We built turing with the ability to visualise DNS data in different ways; applying filters, ordering packets, colouring by different metrics etc. The reason is that as humans we are very good at spotting patterns (whether or not they are significant is a whole different question).
One morning we noticed that the previous days traffic to one of our nameservers was a little odd-looking…
Here we see 24 hours worth of traffic to one of our servers broken down by qtype:
The interesting feature here is not so much the drop in traffic at around 6:30am but the fact that the A requests have a lot of noise (i.e. short-term variation in volume) which suddenly goes away at about 9:40pm.
The way we investigate this sort of phenomenon is to apply filters one by one and if the change pulls the signal out from the noise we keep it (although in this case the signal is the noise).

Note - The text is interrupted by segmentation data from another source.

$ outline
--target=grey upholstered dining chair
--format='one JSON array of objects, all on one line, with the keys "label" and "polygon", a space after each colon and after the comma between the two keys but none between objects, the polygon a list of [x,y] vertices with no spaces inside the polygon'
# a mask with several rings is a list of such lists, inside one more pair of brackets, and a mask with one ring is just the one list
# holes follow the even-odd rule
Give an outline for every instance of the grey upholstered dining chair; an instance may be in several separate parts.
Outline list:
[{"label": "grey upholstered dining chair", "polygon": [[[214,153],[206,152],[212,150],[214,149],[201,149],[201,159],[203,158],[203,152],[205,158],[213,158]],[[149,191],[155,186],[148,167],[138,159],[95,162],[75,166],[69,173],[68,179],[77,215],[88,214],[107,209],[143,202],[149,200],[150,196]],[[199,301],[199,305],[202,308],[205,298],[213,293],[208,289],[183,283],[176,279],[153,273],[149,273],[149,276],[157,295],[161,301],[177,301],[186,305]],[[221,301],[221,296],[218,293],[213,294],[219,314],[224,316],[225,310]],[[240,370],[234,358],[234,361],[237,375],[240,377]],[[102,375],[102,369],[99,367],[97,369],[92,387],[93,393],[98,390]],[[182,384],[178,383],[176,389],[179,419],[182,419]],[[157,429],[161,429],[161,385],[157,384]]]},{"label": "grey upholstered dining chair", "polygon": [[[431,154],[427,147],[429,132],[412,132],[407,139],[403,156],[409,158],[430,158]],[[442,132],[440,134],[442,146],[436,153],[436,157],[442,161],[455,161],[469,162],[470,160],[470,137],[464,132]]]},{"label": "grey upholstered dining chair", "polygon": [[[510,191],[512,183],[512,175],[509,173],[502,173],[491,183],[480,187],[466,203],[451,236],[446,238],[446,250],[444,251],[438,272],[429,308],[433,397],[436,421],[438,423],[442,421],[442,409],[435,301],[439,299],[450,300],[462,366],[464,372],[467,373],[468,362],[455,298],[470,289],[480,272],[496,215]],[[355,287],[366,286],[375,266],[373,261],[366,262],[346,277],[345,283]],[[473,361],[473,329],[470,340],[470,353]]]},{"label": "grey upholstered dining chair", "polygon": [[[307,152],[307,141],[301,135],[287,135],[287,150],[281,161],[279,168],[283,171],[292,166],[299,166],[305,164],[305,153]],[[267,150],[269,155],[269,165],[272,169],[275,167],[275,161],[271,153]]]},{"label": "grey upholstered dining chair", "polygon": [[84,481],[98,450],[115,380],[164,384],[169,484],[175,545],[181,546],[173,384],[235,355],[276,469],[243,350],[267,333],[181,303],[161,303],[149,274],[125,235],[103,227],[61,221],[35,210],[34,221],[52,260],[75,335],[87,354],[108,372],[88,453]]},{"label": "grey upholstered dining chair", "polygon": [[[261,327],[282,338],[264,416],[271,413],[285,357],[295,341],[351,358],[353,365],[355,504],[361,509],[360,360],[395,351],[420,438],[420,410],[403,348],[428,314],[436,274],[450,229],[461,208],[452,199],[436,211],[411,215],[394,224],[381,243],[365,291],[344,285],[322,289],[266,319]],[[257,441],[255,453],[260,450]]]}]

This process led to a set of filters of qtype = A; EDNS = true and CD bit clear, with these set the timeseries now looks like this:
Feeling quite happy that this was the best set of filters we could invoke for now we brought up an overview to see how those filters play out over a month’s worth of traffic. (This will tell us if we see the same behaviour daily; just on Thursdays; if it was a one-off etc.) Sometimes patterns are hard to spot and require the “eye of faith”, sometimes…
Well we didn’t see that one coming. To explain what we are seeing here I’ll go through what this plot is telling us.
Each dot represents an hour’s worth of traffic (each row is a day); the size of the dot is proportional to the volume of traffic (with all the filters you can see applied) and the colour of the dot is determined in this case by the ratio of NOERROR responses to all other responses (including NXDOMAIN). Green dots are where the NOERROR dominate and red dots are where the NOERROR responses are in a minority, with a scale of colour in between.
Let’s take a slice for a particular day, Friday 3 June, and visualise the rcodes returned as a timeseries:
So, with this particular set of filters we have a signal where there is a sudden jump in NXDomain responses followed sometime later by a jump in NOERROR responses; where the two peaks overlap the ratio becomes more even and so the dots are orange. This explains the pretty overview we see; but the question of what exactly is being done and by who still needs investigation.
Starting with the who first we can plot the top IP addresses making up the signal, in fact let’s concentrate on the NXDOMAIN responses because it is still possible that this is actually two different events which are overlapping.
Here we see that the top 100 IPs mostly fall into a small number of subnets and just two ASNs; taking the larger subnets and looking at the timeseries we get the following graphs.
On the left we have two subnets from one ASN and on the right we have two from the other…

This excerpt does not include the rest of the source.